А потом началась такая волнующая игра. Когда они оба замирали, глядя друг другу в глаза, потом вместе опускали взоры и вместе начинали весело над этим смеяться. Когда в ответ на подковырки Вэла Габи вдруг беззаботно клала голову ему на плечо, вынуждая теряться и замолкать на полуслове. Когда вместо того, чтобы спокойно спуститься из корабля на аэроборде, она спрыгивала вниз, заставляя Вэла ловить ее и только усилием воли размыкать руки, если продолжительность этих случайных объятий становилась совсем уж неприличной.
Габи откровенно забавлялась, только и она чуть вздрагивала от его прикосновений, чересчур часто прятала глаза за длинными ресницами и замирала, когда они оказывались особенно близко друг к другу. А Вэл слишком хорошо знал все эти признаки, чтобы позволить себе их не замечать. И не убеждаться с каждым днем все сильнее, что Габи по-прежнему к нему не равнодушна. И не одергивать себя все чаще, потому что сейчас не время и не место проверять состоятельность собственной проницательности.

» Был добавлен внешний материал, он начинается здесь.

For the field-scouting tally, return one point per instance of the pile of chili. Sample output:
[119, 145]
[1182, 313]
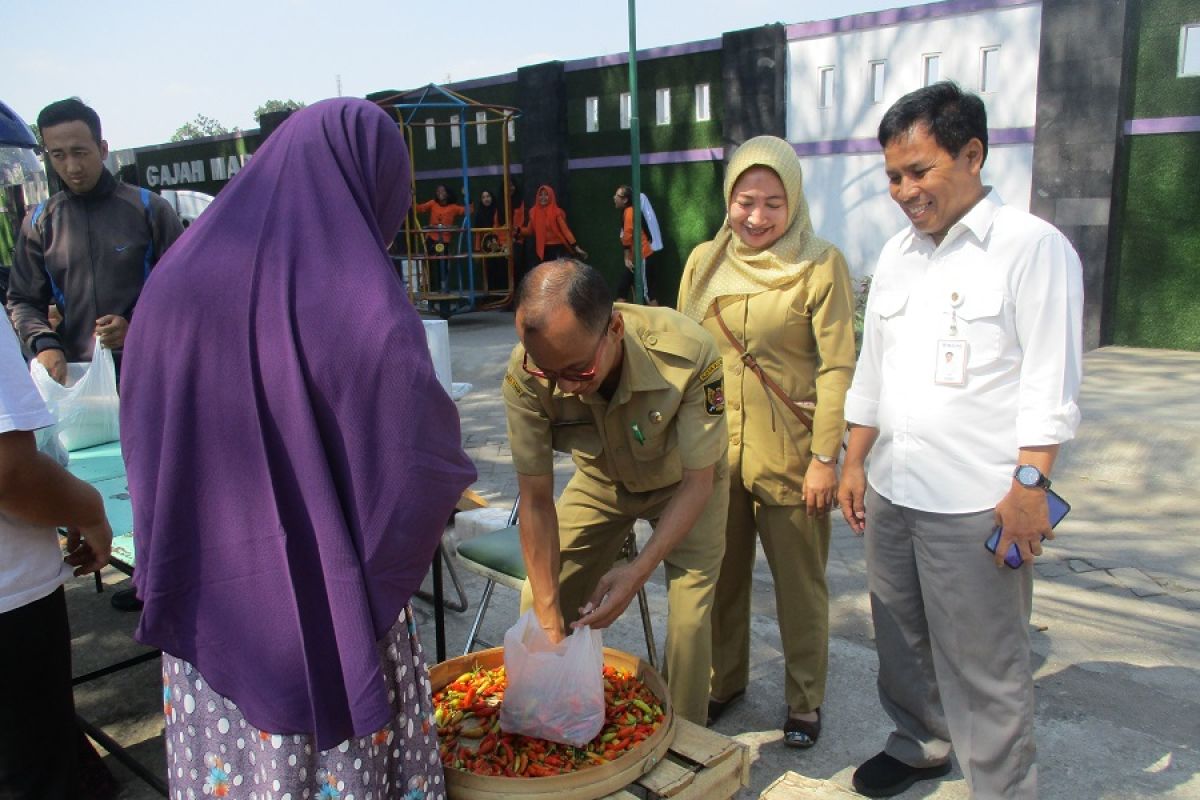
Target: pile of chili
[467, 715]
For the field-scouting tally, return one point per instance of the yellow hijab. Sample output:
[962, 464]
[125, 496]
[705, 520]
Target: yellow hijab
[726, 266]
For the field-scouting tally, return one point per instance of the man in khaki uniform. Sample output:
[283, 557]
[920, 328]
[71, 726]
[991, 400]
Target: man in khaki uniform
[635, 395]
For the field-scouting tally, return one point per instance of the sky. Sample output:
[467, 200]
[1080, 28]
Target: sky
[149, 66]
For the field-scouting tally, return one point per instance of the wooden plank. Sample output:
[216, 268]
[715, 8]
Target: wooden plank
[702, 745]
[791, 786]
[667, 779]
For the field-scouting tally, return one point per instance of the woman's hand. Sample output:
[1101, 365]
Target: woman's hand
[820, 487]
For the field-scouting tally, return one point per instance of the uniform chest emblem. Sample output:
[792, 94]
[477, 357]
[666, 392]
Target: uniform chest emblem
[714, 397]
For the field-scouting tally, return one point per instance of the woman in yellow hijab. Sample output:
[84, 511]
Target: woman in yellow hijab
[779, 302]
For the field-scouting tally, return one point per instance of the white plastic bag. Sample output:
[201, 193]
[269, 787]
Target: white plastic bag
[556, 691]
[87, 408]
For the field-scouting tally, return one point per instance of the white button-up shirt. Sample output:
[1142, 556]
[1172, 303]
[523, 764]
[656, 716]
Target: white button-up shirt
[1011, 286]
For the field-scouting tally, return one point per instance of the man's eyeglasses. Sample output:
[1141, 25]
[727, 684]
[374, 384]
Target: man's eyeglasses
[569, 376]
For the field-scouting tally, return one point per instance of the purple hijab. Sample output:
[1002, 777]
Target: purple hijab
[292, 457]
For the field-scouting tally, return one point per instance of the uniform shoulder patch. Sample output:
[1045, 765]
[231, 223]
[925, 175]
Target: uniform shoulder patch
[714, 397]
[709, 370]
[515, 384]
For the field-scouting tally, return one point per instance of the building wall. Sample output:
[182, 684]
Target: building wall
[1153, 299]
[845, 184]
[679, 161]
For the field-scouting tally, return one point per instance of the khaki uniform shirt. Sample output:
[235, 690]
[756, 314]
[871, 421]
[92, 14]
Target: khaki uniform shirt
[803, 336]
[665, 416]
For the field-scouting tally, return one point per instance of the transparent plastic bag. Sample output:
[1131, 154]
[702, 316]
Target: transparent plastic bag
[87, 408]
[556, 691]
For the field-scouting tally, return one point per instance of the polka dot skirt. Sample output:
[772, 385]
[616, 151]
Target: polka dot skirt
[213, 751]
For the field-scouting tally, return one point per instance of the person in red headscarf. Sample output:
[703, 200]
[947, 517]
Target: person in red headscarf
[547, 223]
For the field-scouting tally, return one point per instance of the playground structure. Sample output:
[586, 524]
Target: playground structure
[453, 270]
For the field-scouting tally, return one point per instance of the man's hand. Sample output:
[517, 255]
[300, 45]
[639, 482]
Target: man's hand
[55, 364]
[851, 493]
[820, 487]
[611, 597]
[88, 549]
[1026, 518]
[111, 330]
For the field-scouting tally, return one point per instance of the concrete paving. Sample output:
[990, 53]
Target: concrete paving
[1116, 619]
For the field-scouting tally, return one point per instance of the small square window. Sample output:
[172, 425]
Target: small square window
[879, 79]
[1189, 50]
[592, 114]
[933, 71]
[703, 109]
[989, 68]
[825, 98]
[663, 107]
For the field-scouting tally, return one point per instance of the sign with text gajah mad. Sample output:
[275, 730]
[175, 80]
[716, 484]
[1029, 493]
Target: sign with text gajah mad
[202, 164]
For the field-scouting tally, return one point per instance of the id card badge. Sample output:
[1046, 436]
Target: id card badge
[951, 367]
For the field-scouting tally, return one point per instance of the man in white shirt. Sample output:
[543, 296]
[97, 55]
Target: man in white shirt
[966, 386]
[40, 743]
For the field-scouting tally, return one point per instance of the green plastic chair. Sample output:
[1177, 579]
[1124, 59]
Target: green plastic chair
[497, 557]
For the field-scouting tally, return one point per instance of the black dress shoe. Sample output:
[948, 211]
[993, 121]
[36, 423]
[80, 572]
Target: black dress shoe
[883, 776]
[126, 600]
[717, 708]
[802, 733]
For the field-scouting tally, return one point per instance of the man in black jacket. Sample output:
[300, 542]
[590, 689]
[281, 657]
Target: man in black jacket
[88, 250]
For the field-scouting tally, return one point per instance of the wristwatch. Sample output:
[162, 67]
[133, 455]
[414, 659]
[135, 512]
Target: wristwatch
[1031, 477]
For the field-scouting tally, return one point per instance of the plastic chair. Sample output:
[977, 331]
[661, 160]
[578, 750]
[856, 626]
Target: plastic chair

Все равно рано или поздно это должно было произойти. Вэл вряд ли смог бы ответить, о чем они говорили и чем занимались за несколько секунд до того, как у него отказали тормоза. Видимо, это было что-то очень интересное. Так или иначе, когда Габи снова оказалась вызывающе близко к нему, он вдруг прижал ее к себе и, как в первый раз, нашел губами ее губы. И почувствовал только, как она обхватила его за голову, не отпуская, изгоняя из сердца мерзкий страх, возвращая ощущение того, что он ей нужен. Несмотря ни на что.
И все же Вэл не сразу решился поднять на Габи глаза.